Bei den gegenwärtigen Erkenntnisquellen des Senats verdichtet sich ein Gesamtbild
dahin, dass von der Antragstellerin unter dem Begriff der sprachorientierten
Systemlösungen angebotene Produkte aus Kundenperspektive nicht gegen die
allgemeinen Produkte des Sprachtelefondienstleistungsmarktes adäquat austauschbar
sind. Dabei kommt dem Umstand besondere Bedeutung zu, dass ein solches Produkt
ein auf den Kunden individuell ausgelegtes Bündel verschiedener Leistungen ist. Ein so
zugeschnittenes Produkt findet sich unter den allgemeinen Produkten des
Sprachtelefondienstes nicht.

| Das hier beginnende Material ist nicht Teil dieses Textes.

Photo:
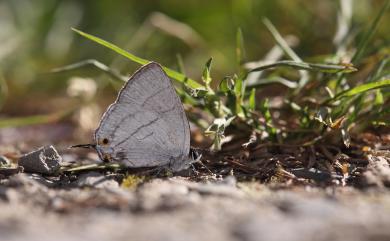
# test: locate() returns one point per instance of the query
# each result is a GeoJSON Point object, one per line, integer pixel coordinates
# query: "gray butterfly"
{"type": "Point", "coordinates": [146, 126]}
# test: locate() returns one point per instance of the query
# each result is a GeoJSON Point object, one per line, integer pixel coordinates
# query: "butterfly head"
{"type": "Point", "coordinates": [104, 149]}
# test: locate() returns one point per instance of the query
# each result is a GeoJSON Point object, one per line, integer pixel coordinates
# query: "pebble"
{"type": "Point", "coordinates": [45, 160]}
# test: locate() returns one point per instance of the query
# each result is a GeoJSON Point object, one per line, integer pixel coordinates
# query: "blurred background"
{"type": "Point", "coordinates": [36, 37]}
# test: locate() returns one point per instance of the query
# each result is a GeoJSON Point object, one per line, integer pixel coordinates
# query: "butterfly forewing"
{"type": "Point", "coordinates": [146, 125]}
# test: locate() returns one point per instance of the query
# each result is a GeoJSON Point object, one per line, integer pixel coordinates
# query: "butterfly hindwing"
{"type": "Point", "coordinates": [146, 125]}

Zwar lassen sich aus dem Bündel einige Leistungen
herausgreifen, die auch als allgemeine Leistungen des Sprachtelefondienstes und
eventuell auch gebündelt mit anderen Leistungen erhältlich sind, doch weisen sie nicht
die Besonderheit und Leistungsbreite auf, die für den Abnehmer von besonderem Wert
sind und weshalb er sich gerade mit Rücksicht auf bestimmte Effekte oder
Verwendungszwecke nur für die Systemlösung entscheidet. Vor dem Hintergrund ist
nicht allein entscheidend für die Austauschbarkeit aus Kundensicht die bei beiden
Produkten im Mittelpunkt stehende Sprachkommunikation.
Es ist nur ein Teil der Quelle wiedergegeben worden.